The Verdict: “Power is fleeting, love is eternal”. That is a line spoken by the lovely Lysette Anthony, in a accent that certainly doesn’t sound like her own (her lines were dubbed prior to the films release), to The Beast as he tried his best to force himself into the heart of the beautiful princess. It’s also a line that sums up the entire premise of the film. We’re never really told or shown much about the courtship of Princess Lyssa by Colwyn, but we know that these two attractive people make a better match than Lyssa and that ugly Beast fella.
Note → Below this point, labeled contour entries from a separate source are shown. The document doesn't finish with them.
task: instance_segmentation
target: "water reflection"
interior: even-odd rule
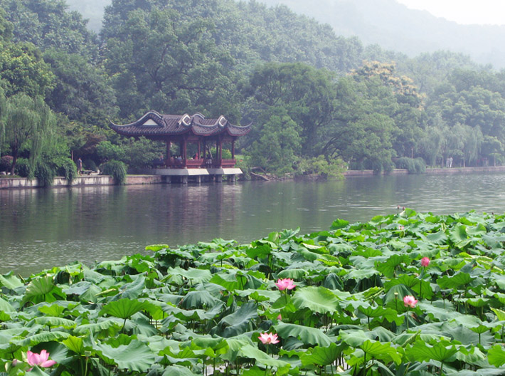
[[[397,205],[435,214],[501,213],[505,174],[354,177],[328,182],[0,191],[0,272],[28,274],[74,261],[92,263],[152,244],[214,238],[249,242],[272,231],[327,229],[336,218],[368,221]]]

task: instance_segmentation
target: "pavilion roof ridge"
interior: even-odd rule
[[[129,124],[117,125],[110,121],[110,127],[129,137],[175,136],[188,132],[201,136],[217,135],[225,132],[232,137],[238,137],[248,133],[251,124],[246,126],[234,125],[223,115],[217,119],[207,119],[200,113],[195,113],[193,115],[188,113],[171,115],[149,110]]]

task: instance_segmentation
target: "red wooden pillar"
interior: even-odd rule
[[[187,141],[186,140],[186,137],[183,139],[182,141],[182,162],[186,167],[186,160],[187,159],[188,156],[186,155],[186,145],[187,145]]]
[[[165,164],[170,164],[170,145],[171,142],[169,140],[166,141],[166,162]]]

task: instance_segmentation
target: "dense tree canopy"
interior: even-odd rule
[[[15,141],[7,114],[42,100],[60,131],[43,152],[55,161],[144,163],[161,147],[123,140],[107,120],[155,110],[252,122],[238,151],[278,172],[341,159],[377,170],[405,158],[505,162],[505,71],[447,51],[364,47],[284,6],[114,0],[98,36],[64,0],[0,0],[0,46],[1,155],[40,155]]]

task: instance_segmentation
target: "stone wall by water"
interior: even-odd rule
[[[426,174],[479,174],[479,173],[505,173],[505,166],[487,167],[457,167],[457,168],[427,168]],[[408,171],[405,169],[395,169],[389,174],[406,175]],[[372,169],[347,170],[344,172],[346,177],[373,175]],[[125,184],[151,184],[165,182],[163,177],[159,175],[128,175]],[[107,175],[80,176],[75,178],[73,187],[89,185],[114,185],[114,179]],[[24,177],[2,177],[0,178],[0,189],[16,188],[37,188],[38,182],[36,179],[28,180]],[[56,177],[53,187],[68,187],[68,182],[64,177]]]
[[[161,183],[161,177],[153,175],[130,175],[127,177],[127,184],[149,184]],[[72,187],[90,185],[114,185],[114,179],[108,175],[80,176],[75,178]],[[0,189],[11,188],[37,188],[39,187],[36,179],[28,180],[25,177],[0,178]],[[55,177],[53,187],[69,187],[64,177]]]

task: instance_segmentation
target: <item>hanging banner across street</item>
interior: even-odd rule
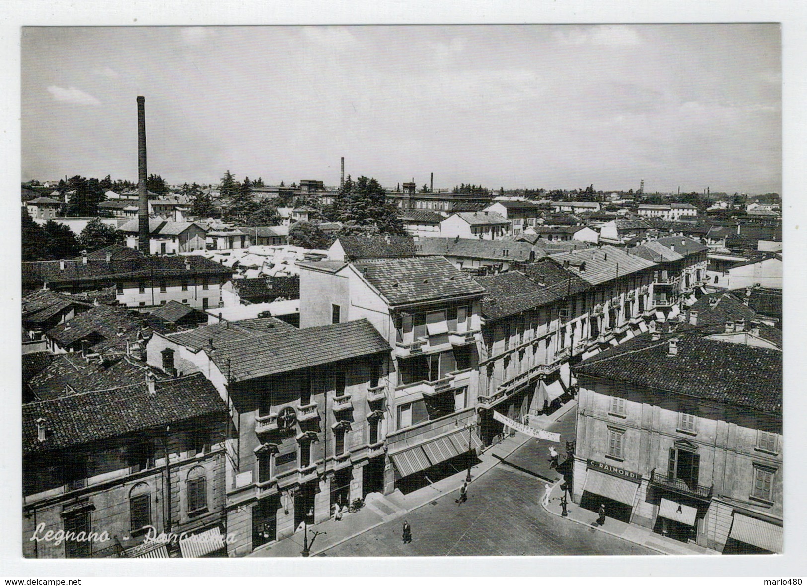
[[[554,432],[546,431],[546,429],[537,429],[534,427],[530,427],[529,425],[525,425],[523,423],[514,421],[509,417],[502,415],[498,411],[493,412],[493,418],[497,421],[501,421],[508,427],[512,427],[513,429],[517,429],[522,433],[531,435],[533,436],[533,437],[545,439],[547,442],[554,442],[555,443],[560,443],[560,433],[555,433]]]

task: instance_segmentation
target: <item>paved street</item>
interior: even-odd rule
[[[571,439],[575,410],[549,426]],[[507,460],[542,476],[554,476],[546,463],[548,444],[530,440]],[[457,492],[395,521],[370,529],[322,554],[345,555],[652,555],[640,546],[554,517],[540,499],[546,481],[507,463],[475,480],[468,501]],[[404,519],[412,542],[404,544]]]

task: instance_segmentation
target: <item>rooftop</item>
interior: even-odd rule
[[[367,259],[353,264],[392,306],[484,293],[479,283],[441,257]]]
[[[130,379],[131,380],[131,379]],[[227,416],[227,405],[201,373],[158,381],[149,395],[145,375],[115,388],[23,405],[23,453],[31,456],[123,436],[199,416]],[[44,442],[37,420],[44,420]]]
[[[358,320],[232,341],[206,352],[239,382],[391,350],[369,321]]]
[[[592,285],[657,266],[614,246],[556,253],[550,257],[564,266],[568,262],[570,271]]]
[[[668,355],[670,338],[678,354]],[[663,391],[750,408],[780,417],[782,353],[780,350],[675,333],[654,341],[650,333],[583,360],[572,370]]]

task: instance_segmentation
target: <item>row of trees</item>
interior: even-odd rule
[[[123,244],[123,236],[112,226],[96,218],[76,237],[63,224],[48,220],[40,226],[27,213],[23,212],[23,260],[53,261],[73,258],[82,250],[91,253],[115,244]]]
I mean, as viewers, we kind of assume that The Beast and his Slayers are evil because they’re attacking cities and kingdoms but they even said themselves that the different groups had been fighting for years against each other before they finally joined forces against the invaders. Maybe The Beast wasn’t really such a bad guy. He had a kickass pad that disappeared and reappeared in different places everyday. That would be hell for your postman but awesome if you’re really into checking out new restaurants or something. Maybe it was the naivety of the 1980’s. How many movies featured good guys with feudal lords and Kings or Queens leading them? A lot. Placing Krull in 2016 seems like it would take on a completely different tone. The mercenaries would have been former workers, toiling like slaves for the king, only to watch their families suffer and starve. Their only way of feeding their children being to rob passerbys. There would certainly have been a more diverse cast. The sorcerer would now be a woman, the cyclops a tranny, and the fire horses (damn their emissions) would be replaced by solar-powered hoverboards. In the end, Colwyn would have seen the error of his peoples ways, eliminated the monarchy, and established a democratic rule where each of the remaining citizens would have a say. It would all be so perfect…..Naaahh, I think I’ll stick with the 80’s version.